El archivero pasó por el tamiz todas las hipótesis relativas a la misteriosa etapa romana del prelado francés.
—Sólo me parece verosímil una —dijo al fin—. El espionaje. Un francés en la corte de Gregorio IX es por definición demasiado improbable para pasar inadvertido de cualquier otro modo.
—Mi señor, ¿un espía?
—Sí. Pero lo importante no es averiguar qué hacía en Roma, sino para quién lo hacía. ¿Era un observador francés que recogía información sobre la corte papal subrepticiamente, o un traidor que se vendía a Roma para perjudicar a la corona francesa? —El archivero hizo una larga pausa—. Vuestra diócesis de Draguan podría no ser tan insignificante como me disteis a entender —dijo Corentin con una extraña sonrisa—. Inocentes de paso por ella mueren de una forma atroz, sus auténticos expedientes han desaparecido y ahora resulta que su obispo tiene un pasado turbio. Creía que lo mejor era olvidar el incidente de Draguan, pero veo que me equivocaba. ¿Qué pensáis hacer?

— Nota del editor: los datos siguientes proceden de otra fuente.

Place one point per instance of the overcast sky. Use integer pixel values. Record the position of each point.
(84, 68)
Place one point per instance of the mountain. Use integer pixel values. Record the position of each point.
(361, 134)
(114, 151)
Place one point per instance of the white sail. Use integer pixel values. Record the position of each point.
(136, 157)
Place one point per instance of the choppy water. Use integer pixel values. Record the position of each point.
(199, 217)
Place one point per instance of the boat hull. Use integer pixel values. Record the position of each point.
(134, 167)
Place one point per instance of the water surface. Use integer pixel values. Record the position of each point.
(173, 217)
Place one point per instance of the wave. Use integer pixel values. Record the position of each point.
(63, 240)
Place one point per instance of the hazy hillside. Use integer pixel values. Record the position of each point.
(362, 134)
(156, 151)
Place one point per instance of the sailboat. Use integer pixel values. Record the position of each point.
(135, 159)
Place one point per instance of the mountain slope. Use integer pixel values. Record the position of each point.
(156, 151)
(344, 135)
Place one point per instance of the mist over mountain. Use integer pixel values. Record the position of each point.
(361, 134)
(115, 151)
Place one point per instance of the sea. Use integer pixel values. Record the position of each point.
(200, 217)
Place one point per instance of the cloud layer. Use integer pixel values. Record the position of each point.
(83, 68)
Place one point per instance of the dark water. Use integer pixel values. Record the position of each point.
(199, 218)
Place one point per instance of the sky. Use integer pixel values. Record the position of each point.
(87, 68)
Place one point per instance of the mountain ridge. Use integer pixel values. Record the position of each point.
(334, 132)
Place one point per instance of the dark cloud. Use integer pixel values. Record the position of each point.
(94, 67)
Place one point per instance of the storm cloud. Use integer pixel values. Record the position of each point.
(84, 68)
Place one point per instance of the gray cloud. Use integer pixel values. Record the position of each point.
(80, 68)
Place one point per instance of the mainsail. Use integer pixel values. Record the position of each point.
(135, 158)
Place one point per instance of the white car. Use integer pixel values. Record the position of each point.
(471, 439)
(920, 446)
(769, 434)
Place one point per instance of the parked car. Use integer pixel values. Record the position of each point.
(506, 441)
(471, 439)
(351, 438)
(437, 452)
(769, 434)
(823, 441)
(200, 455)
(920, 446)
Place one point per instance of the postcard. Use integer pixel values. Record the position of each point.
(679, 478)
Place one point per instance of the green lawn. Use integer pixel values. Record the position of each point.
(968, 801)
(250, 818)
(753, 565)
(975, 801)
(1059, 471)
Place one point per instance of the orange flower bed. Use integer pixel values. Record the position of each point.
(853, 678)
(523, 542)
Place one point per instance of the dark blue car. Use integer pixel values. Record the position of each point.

—No lo sé —confesó Chuquet.
—Por mi parte, os animo a proseguir vuestro viaje —dijo Corentin de Tau—. Sabemos que su familia vivía en la ciudad de Troyes. Id allí y hablad con sus parientes. Investigad. Yo puedo ayudaros.
Pero Chuquet desconfiaba…
—¿Por qué ibais a hacerlo? —quiso saber.
—Porque ahora tenemos intereses comunes. Ambos deseamos comprender lo que pasó. Vos, en recuerdo de vuestro maestro; yo, para sacar a la luz ese asunto de Draguan, que mis superiores han decidido ocultarme. Podemos compartir nuestros descubrimientos y, de ese modo, avanzar más rápidamente hacia la verdad. Sin la ayuda de nadie.
—En lo que a mí respecta, os he traído esa carta —dijo Chuquet señalando el bargueño—. Ya estáis en deuda conmigo; pero ¿quién me dice que me ayudaréis?
Corentin de Tau se irguió en la pequeña silla. Su expresión decía a las claras que comprendía la desconfianza del vicario.
—Puedo conseguir que lleguéis a Troyes sin contratiempos. Hacer que os acompañe un hombre de confianza para protegeros y daros dinero. No es poca cosa. Luego, tan pronto obtenga información, os la haré llegar. ¿Me creéis ahora?
Al día siguiente, un hombre del arzobispado se presentó en la celda de Chuquet. Llevaba una bolsa con dinero y se proponía facilitarle el paso de los peajes de la salida de París. Las puertas de la capital estaban mucho más vigiladas en esa dirección. Para más seguridad, también le proporcionó ropa de seglar.
Chuquet abandonó con él el majestuoso edificio de la orilla del Sena, dejando tras sí su coche y sus tres caballos.
Los dos hombres desaparecieron en París.